Der Übergang zwischen Tresen und Hörsaal scheint in den Geisteswissenschaften fließend zu sein. Er zieht sich quer durch die Vorlesungen des ersten Semesters, wie Christopher Hirsch beobachtet hat.
Jeder hat wahrscheinlich schon einmal in einer Kneipe über Literatur diskutiert. Kernphysik hingegen dürfte wohl eher ein selteneres Gesprächsthema am Tresen sein. Grund hierfür ist die vermeintliche Profanität des ersten Themas und die Wissenschaftlichkeit des zweiten.
Auch ich schätze das bisweilen etwas hochtrabende Gespräch über das zuletzt gelesene Buch bei einem Bier. Wo ich Profanität und hochtrabendes Gerede nicht schätze? Im Hörsaal – denn hier gibt es kein Bier. Dass darauf oft keine Rücksicht genommen wird, musste ich im ersten Semester erfahren.
Ehrfurchtsvoll und in voller Erwartung des Wissens, das die Professoren mit mir teilen würden, betrat ich meine ersten Vorlesungen, nur um festzustellen, dass ich mit meiner Ehrfurcht weitgehend allein war. Meine Kommilitonen und Kommilitoninnen sprudelten munter drauf los, sodass der Redeanteil der Lehrkräfte auf ein Maß zurückging, das ich in Einführungsvorlesungen nicht für möglich gehalten hätte. Eine Erfahrung, die sich laut der neuen Erstsemester wiederholt.
An dieser Stelle könnte es etwas hässlich werden. Will ich sagen, meine Kommilitonen seien Dummschwätzer? Dann würde ich diesen Artikel anonym schreiben. Nein, es sind die Dozenten, die ich hier in die Pflicht nehmen möchte. Umfragerunden mit dem Kommentar „Ich sammel’ mal“ in Vorlesungen durchzuführen, um am Ende alle Bemerkungen unkommentiert zu lassen, das ist nicht meine Vorstellung von Wissenschaft.
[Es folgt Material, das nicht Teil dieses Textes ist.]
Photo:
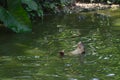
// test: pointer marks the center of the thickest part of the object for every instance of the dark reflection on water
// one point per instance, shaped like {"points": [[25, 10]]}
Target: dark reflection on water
{"points": [[34, 56]]}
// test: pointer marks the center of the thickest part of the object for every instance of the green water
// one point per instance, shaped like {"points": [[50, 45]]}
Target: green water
{"points": [[34, 56]]}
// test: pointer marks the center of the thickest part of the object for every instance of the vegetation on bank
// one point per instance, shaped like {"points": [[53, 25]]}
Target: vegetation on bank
{"points": [[17, 15]]}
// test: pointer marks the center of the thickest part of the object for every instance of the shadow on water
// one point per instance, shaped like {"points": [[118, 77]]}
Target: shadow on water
{"points": [[34, 56]]}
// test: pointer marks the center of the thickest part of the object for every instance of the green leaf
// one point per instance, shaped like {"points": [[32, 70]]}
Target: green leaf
{"points": [[20, 16], [31, 4], [10, 22]]}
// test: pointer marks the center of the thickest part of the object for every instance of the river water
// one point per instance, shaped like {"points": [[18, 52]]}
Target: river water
{"points": [[35, 56]]}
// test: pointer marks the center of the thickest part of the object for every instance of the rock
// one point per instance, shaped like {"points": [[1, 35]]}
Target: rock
{"points": [[79, 50]]}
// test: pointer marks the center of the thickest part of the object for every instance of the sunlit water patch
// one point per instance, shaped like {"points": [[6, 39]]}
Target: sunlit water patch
{"points": [[35, 56]]}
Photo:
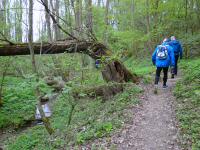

Denn tatsächlich heißt es Geistes-„Wissenschaft“. Nur weil in Literaturseminaren nicht gerechnet wird, heißt das nicht, dass eine Antwort nicht auch falsch sein kann. Dem latenten Minderwertigkeitskomplex der Geisteswissenschaften begegnen Lehrkräfte nicht, indem sie sarkastisch bemerken, dass sich Wissenschaftlichkeit durch komplizierte Formulierung erreichen lässt. Wer so etwas sagt, nimmt sich selbst nicht ernst – und das ist für einen Erstsemester zum Teil schwer zu schlucken.
Sicher, das klassische Lehrer-Schüler Verhältnis ist altmodisch und im Studium geht es ums Fragen und nicht ums Wissen. Aber bleiben wir ehrlich: Ganz ohne Wissen geht es auch nicht. Bemerkenswert ist auch, dass besonders in meinem ersten Semester die studentische Redseligkeit groß und die Moderation der Dozenten eher zurückhaltend war. Ein Verhältnis, das sich in meinen folgenden Semestern zunehmend umkehrte – sollte es nicht eigentlich anders herum sein?
Also, liebe Lehrkräfte! Die Vorlesung hat auch im ersten Semester durchaus ihre Existenzberechtigung. Wenn Sie bereits im frühen Stadium Ihre Studenten mit einbeziehen möchten, dann nehmen Sie das Fach und die Studenten ernst! Kommentieren Sie, was sie sagen, und denken Sie daran: Auch ein Nein kann mitunter sehr erfrischend sein. Und Ihr, liebe Erstis der Geisteswissenschaften, Ihr seid Wissenschaftler genau wie die Mathematiker — also lasst die Tresenthesen in der Kneipe.